I have a integer matrix of size 100x200x800 which is stored on the host in a flat 100*200*800 vector, i.e., I have
int* h_data = (int*)malloc(sizeof(int)*100*200*800);
On the device (GPU), I want to pad each dimension with zeros such that I obtain a matrix of size 128x256x1024, allocated as follows:
int *d_data;
cudaMalloc((void**)&d_data, sizeof(int)*128*256*1024);
What is the best approach to obtain the zero-padded matrix? I have two ideas:
- Iterate through individual submatrices on the host and copy them directly to the correct location on the device.
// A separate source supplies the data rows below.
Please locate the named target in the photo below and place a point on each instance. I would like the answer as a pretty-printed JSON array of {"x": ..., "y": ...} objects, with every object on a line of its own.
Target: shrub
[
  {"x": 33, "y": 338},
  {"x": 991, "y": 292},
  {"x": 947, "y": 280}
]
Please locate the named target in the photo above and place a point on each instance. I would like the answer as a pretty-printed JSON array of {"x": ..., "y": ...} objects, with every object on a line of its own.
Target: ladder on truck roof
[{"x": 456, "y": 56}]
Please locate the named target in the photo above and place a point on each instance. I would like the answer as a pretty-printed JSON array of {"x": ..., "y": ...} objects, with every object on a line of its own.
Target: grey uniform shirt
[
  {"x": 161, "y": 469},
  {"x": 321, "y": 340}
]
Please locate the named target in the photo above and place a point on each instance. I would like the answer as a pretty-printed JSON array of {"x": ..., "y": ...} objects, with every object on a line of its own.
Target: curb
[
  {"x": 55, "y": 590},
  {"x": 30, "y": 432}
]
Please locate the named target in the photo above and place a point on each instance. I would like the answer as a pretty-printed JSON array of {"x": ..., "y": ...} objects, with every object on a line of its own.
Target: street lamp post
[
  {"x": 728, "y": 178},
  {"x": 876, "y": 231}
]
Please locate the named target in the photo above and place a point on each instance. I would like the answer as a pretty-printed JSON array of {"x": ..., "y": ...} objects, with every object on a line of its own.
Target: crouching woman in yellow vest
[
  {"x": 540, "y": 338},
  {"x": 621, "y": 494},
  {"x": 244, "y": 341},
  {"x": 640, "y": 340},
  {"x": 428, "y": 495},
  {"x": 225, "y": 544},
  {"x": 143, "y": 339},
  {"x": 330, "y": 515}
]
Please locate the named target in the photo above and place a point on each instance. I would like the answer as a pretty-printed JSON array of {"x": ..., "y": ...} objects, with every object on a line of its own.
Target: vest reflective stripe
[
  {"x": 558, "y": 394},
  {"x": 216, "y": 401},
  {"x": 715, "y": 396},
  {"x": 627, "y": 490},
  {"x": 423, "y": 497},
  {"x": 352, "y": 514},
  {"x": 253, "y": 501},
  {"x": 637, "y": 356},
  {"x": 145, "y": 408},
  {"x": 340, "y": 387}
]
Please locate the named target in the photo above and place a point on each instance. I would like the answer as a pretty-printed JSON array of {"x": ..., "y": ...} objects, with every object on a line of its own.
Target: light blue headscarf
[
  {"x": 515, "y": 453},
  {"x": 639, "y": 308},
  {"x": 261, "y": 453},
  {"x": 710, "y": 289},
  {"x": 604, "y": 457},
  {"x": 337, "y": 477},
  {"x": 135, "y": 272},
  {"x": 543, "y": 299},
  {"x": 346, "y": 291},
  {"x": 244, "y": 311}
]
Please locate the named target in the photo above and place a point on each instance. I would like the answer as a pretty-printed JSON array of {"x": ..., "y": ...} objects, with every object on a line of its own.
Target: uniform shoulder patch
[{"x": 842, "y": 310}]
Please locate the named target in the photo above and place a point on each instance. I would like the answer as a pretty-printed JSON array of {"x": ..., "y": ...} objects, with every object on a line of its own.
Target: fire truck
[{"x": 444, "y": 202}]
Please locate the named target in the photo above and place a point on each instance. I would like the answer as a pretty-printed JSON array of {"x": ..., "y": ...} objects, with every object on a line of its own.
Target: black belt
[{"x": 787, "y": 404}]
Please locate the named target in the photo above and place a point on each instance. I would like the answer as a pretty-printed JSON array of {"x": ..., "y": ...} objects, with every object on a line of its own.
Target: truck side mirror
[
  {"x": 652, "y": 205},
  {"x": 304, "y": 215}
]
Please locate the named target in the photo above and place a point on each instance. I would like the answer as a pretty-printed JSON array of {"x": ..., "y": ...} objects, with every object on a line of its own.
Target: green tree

- This approach requires many
cudaMemcpy
calls and is thus likely to be very slow
- This approach requires many
- On the device, allocate memory for a 100x200x800 matrix and a 128x256x1024 matrix and write a kernel that copies the samples to the correct memory space
- This approach is probably much faster but requires allocating memory for two matrices on the device
Is there any possibility for three-dimensional matrix indexing similar to MATLAB? In MATLAB, I could simply do the following:
h_data = rand(100, 200, 800);
d_data = zeros(128, 256, 1024);
d_data(1:100, 1:200, 1:800) = h_data;
Alternatively, if I copy the data to the device using cudaMemcpy(d_data, h_data, sizeof(int)*100*200*800, cudaMemcpyHostToDevice);
, is it possible to reorder data in place such that I do not have to allocate memory for a second matrix, maybe using cudaMemcpy3D
or cudaMemset3D
?